Upcoming Courses
The following are courses new to the English Department! If you are interested in any, please contact the professor holding the course.
Fall 2009
English 482: The City, and Other Spaces in Literature
This course will explore the relationship between space and identity mostly through fiction from the 18th century Gothic to the postmodern present. We will read topographically (by space) rather than chronologically (by history). Our "topos" will include the city, the home, the castle, built space, and "other" spaces (e.g,. the tomb, the labyrinth). We'll also dip into some contemporary philosophy (such as phenomenology, postmodern theory, and psychoanalysis) to enliven and provide texture to our literary study. The class will make strategic use of non-traditional discussion and writing formats (Facebook, blogging, electronic chat) partly as a way to experiment with the space of the classroom but also to diversity our approach to literary study.
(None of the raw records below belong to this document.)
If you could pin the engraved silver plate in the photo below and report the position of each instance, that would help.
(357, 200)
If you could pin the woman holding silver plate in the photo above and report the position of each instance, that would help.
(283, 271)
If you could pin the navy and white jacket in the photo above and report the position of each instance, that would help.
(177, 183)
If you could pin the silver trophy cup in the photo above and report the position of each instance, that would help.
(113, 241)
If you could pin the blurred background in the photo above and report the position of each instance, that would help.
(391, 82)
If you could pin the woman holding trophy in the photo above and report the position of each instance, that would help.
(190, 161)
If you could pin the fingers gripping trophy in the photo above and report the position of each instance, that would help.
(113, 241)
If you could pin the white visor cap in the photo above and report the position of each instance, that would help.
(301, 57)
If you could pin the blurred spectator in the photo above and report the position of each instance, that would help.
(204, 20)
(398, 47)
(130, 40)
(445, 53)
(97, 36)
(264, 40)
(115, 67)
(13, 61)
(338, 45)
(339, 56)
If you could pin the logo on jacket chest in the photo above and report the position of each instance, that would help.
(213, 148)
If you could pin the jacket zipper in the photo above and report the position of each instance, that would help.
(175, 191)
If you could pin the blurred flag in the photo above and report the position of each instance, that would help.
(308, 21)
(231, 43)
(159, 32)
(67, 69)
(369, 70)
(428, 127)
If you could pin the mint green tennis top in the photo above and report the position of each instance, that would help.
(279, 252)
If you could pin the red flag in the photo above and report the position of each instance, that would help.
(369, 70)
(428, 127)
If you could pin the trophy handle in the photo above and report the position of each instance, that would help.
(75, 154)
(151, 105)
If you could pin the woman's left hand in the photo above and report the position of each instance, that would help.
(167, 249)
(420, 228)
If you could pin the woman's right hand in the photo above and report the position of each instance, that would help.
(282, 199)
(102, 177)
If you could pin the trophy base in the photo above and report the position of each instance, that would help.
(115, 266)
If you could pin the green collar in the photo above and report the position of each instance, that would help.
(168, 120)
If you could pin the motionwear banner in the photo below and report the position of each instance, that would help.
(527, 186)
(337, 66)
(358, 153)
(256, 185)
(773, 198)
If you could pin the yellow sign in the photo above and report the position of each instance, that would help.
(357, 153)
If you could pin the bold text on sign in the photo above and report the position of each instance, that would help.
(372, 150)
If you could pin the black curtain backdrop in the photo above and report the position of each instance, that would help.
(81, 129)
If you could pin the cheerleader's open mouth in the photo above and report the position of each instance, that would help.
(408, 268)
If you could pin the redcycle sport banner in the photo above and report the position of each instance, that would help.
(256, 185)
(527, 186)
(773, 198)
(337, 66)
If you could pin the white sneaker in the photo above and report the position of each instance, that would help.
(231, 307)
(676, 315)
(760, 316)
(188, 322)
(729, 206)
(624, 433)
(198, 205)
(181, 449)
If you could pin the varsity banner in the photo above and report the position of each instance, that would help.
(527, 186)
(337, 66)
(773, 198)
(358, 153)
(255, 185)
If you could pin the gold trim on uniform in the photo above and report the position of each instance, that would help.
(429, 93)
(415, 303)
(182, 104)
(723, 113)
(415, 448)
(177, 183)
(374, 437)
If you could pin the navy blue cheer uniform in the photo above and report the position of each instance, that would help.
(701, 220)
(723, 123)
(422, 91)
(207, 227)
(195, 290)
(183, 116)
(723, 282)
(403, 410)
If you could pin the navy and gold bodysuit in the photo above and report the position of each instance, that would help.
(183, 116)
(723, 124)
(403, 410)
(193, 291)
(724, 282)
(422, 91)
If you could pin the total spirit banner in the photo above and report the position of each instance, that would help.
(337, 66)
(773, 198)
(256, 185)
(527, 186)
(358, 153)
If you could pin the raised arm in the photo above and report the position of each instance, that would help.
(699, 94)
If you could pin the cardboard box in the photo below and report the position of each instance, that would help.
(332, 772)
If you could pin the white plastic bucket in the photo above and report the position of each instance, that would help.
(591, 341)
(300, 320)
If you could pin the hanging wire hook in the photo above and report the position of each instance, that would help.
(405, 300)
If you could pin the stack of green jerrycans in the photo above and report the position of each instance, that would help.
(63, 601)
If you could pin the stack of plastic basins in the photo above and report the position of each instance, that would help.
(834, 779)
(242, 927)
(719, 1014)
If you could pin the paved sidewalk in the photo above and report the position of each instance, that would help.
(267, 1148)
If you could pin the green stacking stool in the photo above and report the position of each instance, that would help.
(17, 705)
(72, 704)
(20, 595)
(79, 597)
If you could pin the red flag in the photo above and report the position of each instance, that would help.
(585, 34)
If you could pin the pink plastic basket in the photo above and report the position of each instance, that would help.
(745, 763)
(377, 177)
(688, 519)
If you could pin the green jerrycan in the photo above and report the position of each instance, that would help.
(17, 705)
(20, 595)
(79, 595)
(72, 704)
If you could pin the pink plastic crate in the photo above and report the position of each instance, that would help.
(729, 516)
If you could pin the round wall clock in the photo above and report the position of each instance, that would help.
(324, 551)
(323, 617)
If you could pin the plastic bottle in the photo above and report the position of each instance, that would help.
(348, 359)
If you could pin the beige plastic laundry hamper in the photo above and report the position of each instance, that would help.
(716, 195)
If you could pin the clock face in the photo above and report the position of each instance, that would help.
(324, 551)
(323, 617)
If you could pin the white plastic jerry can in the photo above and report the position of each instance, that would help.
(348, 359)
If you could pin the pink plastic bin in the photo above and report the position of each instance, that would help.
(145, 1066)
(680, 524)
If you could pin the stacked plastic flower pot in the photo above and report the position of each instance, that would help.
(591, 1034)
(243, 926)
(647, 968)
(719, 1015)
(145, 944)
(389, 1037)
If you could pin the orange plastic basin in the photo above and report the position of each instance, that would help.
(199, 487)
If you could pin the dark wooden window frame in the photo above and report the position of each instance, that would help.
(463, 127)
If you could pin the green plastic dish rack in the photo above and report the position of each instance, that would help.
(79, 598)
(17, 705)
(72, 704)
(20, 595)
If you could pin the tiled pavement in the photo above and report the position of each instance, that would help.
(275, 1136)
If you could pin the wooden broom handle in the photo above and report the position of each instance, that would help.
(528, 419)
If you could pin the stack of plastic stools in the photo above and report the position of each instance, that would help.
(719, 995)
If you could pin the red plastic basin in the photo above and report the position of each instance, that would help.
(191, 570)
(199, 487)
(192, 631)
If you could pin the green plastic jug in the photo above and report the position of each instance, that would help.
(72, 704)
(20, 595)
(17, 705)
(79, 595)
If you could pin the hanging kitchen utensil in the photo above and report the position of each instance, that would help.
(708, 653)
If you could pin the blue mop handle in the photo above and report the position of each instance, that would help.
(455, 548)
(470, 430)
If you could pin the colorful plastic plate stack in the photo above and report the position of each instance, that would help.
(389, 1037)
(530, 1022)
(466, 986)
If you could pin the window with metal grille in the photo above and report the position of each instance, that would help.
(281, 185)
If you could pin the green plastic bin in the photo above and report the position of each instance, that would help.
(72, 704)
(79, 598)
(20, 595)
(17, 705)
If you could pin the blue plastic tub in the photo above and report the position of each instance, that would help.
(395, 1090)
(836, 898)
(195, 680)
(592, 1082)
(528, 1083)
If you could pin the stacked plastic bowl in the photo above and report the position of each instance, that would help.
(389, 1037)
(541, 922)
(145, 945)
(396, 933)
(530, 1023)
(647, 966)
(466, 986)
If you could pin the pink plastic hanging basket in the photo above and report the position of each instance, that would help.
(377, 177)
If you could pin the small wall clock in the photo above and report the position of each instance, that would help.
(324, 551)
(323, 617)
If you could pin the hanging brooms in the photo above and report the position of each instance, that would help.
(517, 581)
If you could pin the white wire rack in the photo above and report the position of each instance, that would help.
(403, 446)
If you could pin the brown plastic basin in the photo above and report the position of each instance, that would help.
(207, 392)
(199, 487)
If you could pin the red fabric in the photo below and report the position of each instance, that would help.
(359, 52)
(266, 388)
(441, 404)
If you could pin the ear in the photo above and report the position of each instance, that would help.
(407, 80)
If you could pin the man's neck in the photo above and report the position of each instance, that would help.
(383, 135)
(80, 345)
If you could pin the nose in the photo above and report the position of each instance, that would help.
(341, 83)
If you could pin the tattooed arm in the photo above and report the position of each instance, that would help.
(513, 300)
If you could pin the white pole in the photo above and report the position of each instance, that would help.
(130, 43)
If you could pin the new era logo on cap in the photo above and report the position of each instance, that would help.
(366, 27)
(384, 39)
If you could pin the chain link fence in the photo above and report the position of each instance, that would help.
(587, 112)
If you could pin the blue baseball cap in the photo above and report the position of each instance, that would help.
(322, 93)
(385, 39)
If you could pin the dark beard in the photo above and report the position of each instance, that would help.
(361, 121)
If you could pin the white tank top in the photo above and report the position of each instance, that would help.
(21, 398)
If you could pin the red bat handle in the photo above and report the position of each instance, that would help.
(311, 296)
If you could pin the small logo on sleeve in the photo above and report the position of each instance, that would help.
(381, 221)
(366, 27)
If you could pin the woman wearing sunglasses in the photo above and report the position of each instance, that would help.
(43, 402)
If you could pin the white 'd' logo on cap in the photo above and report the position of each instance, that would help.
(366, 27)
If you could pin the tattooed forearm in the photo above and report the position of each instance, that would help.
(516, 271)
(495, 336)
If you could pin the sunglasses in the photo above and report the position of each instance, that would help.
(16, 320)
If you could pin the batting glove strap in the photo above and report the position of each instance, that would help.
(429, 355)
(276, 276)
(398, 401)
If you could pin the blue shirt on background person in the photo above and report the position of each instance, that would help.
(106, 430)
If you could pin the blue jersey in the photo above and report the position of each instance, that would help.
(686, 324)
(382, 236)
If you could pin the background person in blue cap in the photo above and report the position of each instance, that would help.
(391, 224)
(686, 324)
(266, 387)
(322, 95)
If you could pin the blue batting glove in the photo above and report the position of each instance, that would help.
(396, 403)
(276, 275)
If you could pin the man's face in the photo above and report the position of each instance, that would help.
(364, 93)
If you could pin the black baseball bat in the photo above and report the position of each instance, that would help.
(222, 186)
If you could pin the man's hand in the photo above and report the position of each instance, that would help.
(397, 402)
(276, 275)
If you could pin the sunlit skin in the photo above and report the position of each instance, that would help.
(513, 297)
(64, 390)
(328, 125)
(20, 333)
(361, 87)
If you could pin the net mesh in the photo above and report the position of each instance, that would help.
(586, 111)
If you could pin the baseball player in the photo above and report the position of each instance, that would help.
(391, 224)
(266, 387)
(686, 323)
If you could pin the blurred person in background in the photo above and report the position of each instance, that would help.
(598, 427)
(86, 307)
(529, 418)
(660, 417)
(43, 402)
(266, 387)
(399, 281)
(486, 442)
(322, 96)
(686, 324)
Students will have the option of pursuing a creative project for their final assignment
Dr. Bryan B. Rasmussen
MWF, 1:30 - 2:35
English 456: Major British Authors: Virginia Woolf
Virginia Woolf was one of the most significant novelists, literary critics and cultural theorists of the 20th century. She was an original member of London’s famous and controversial Bloomsbury group, an elite circle of friends and artists that included the painters Duncan Grant and Vanessa Bell, fellow novelist E. M. Forster, the art critics Roger Fry and Leonard Woolf, and the economist John Maynard Keynes. This group was determined to leave behind the 19th century’s crippling and sterile conventions, both social and artistic—conventions predicated upon structures of sexual, racial and economic oppression and that had led to the errors of imperialism and the bloodbath of the Great War. Informed by the insights of Freud, Havelock Ellis and others in the fields of psychology and sexology, and new scientific investigations of human perception and cognition, Woolf developed a style of literary impressionism that came to be the hallmark of high modernism. In this course we will read several of Woolf’s novels including To the Lighthouse, Mrs. Dalloway, and The Waves; the essays A Room of One’s Own and Three Guineas; several short personal essays and works of literary criticism; and selected excerpts from her remarkable letters and journals. A few pertinent works by her contemporaries will also be addressed as time allows.